Device-centric risk management for medical devices
Device-centric risk management (DCRM) is one of the most effective security approaches for medical devices and IoMT. Forescout’s CyberMDX DCRM solution provides cybersecurity “layers” that protect each device, driving remediation and mitigation directly on your medical and IoT assets as well as the broader network.
- On-device protection – With DCRM, you prioritize the devices most at risk and then apply recommended actions to remediate or mitigate the associated cyber risks. For example, you may choose to focus on remediating devices with known credentials issues or known exposed RDP ports and understand what the expected risk reduction is in each case. As you continue to identify and remediate these known issues, the corresponding risk decreases.
- On-network protection – The medical devices sit on the network, so you’ll want to allow only authorized traffic to flow to and from them via allow-list policies. You can add yet another layer of protection by restricting certain devices from communicating with one another through blocklist policies.
- Perimeter protection – Through these two layers (on-device and on-network), you have essentially built an internal firewall around each device. But DCRM adds a final layer of protection from the perimeter.

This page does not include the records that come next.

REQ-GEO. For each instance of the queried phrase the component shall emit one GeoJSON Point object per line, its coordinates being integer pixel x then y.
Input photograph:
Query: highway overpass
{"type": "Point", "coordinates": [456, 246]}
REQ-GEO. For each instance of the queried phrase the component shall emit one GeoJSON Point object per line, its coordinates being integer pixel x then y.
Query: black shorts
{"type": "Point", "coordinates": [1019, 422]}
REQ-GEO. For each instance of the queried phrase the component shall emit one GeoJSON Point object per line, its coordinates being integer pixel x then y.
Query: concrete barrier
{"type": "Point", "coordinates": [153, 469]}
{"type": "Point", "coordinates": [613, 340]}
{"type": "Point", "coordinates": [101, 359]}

You can further prevent unauthorized access by enabling next-generation firewalls (NGFW) to apply automated blocklist policies directly to the devices themselves.
DCRM can significantly reduce the risk to your hospital network – even if a breach occurs via phishing or ransomware attack. By implementing multiple layers of security, the DCRM approach is inherently more robust than focusing security and risk management solely on the network layer.
Of course, there is no silver bullet – the cybersecurity layers must work together to reduce exploitation of the devices. And while DCRM significantly mitigates the risk, the potential for a breach is always present.
Vedere Labs found more than 7,000 exposed medical devices and systems on the internet, including PACS, healthcare integration engines, EMRs and medication dispensing systems.